Personal information
- Full name: Arthur David Granville
- Date of birth: 8 May 1911
- Place of birth: Llwynypia, Wales
- Date of death: 1987 (aged 75–76)
- Height: 5 ft 9+1⁄2 in (1.77 m)
- Position: Defender

Senior career*
- Years: Team / Apps / (Gls)
- 1929–1934: Porth United / ? / (?)
- 1934–1938: Cardiff City / 98 / (6)

= Arthur Granville =

Welsh footballer

Arthur David Granville (8 May 1911 – 1987) was a Welsh professional footballer. He made 98 appearances in the Football League for Cardiff City and captained the side.

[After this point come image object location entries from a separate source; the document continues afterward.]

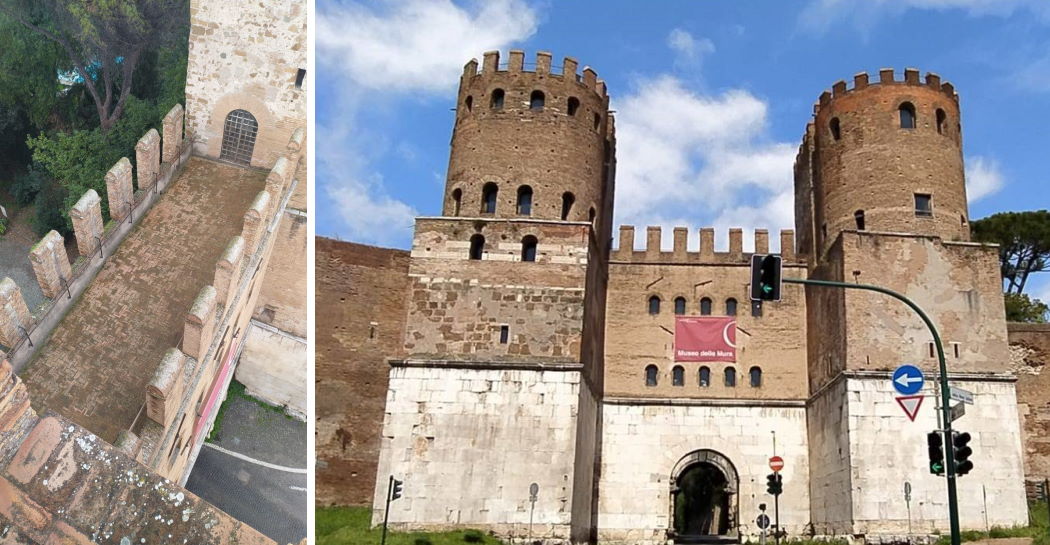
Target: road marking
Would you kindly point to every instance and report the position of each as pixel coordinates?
(257, 462)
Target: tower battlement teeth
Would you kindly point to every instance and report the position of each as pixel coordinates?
(886, 77)
(652, 252)
(542, 66)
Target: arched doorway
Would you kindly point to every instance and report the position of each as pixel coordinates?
(704, 499)
(238, 138)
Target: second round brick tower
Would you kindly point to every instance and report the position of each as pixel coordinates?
(527, 128)
(885, 156)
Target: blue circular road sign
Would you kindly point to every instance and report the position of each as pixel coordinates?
(908, 379)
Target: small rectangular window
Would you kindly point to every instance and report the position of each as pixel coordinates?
(924, 205)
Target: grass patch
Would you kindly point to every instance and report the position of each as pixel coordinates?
(238, 391)
(1038, 529)
(351, 526)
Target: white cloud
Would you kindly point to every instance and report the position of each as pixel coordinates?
(821, 14)
(410, 45)
(696, 160)
(983, 177)
(689, 49)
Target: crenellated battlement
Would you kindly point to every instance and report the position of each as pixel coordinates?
(652, 252)
(886, 77)
(516, 64)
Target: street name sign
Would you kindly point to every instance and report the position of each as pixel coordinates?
(907, 379)
(961, 395)
(910, 405)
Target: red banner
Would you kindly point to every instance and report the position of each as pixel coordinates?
(705, 338)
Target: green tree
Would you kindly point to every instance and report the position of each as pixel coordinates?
(104, 40)
(1022, 308)
(1024, 244)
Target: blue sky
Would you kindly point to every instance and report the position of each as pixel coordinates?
(712, 98)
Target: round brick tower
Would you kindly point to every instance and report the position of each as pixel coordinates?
(528, 143)
(887, 156)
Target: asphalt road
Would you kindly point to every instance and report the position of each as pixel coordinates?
(261, 491)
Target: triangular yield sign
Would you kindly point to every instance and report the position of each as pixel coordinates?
(910, 405)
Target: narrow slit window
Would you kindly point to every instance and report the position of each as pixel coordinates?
(528, 248)
(924, 205)
(654, 305)
(756, 377)
(488, 196)
(678, 376)
(907, 116)
(477, 246)
(567, 201)
(525, 201)
(536, 101)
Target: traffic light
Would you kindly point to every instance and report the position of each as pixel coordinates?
(960, 441)
(765, 277)
(774, 484)
(936, 443)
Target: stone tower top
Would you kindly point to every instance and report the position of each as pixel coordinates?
(530, 141)
(882, 155)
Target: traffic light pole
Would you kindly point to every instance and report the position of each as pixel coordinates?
(949, 455)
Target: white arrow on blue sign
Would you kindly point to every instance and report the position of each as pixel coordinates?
(908, 379)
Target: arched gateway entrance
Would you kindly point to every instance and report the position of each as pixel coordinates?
(704, 499)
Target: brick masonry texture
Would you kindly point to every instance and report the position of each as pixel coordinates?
(61, 484)
(1029, 357)
(96, 367)
(360, 298)
(582, 308)
(172, 140)
(246, 58)
(13, 313)
(119, 189)
(147, 162)
(86, 215)
(50, 264)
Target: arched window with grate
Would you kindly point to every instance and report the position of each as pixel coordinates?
(654, 305)
(651, 375)
(238, 138)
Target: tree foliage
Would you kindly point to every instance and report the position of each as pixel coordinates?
(104, 40)
(1024, 244)
(1022, 308)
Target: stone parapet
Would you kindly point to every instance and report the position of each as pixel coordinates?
(172, 126)
(200, 325)
(119, 189)
(148, 159)
(86, 215)
(14, 313)
(165, 390)
(50, 264)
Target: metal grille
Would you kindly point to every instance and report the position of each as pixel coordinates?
(238, 138)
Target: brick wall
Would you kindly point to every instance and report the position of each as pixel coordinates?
(360, 322)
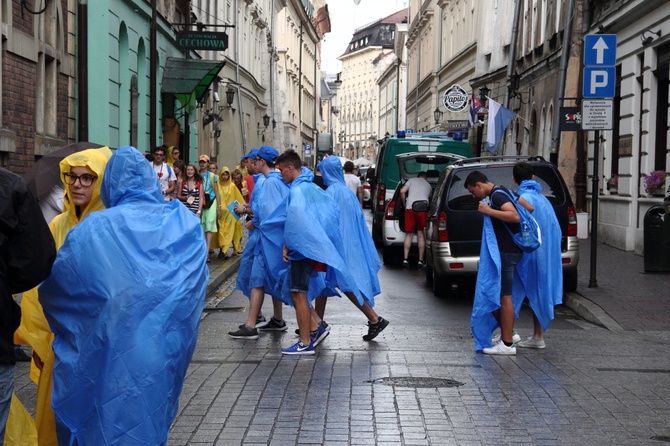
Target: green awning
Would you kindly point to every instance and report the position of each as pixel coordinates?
(189, 79)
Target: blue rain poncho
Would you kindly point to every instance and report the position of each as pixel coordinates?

Granville was born in Llwynypia. He joined Cardiff City in 1934 from the amateur side Porth United and, after a slow start, managed to establish himself in the side and was later appointed club captain. He scored six league goals during his time at the club, all of which came from the penalty spot. Following the outbreak of World War II he stayed at Ninian Park to help coach the numerous youngsters, whilst serving in the Royal Air Force, and at the end of the war in 1946 he decided not to return to playing football and subsequently retired, instead becoming involved in assessing prospective players and also coaching local amateurs.

His grandson Andy Gorman also later played for Cardiff City.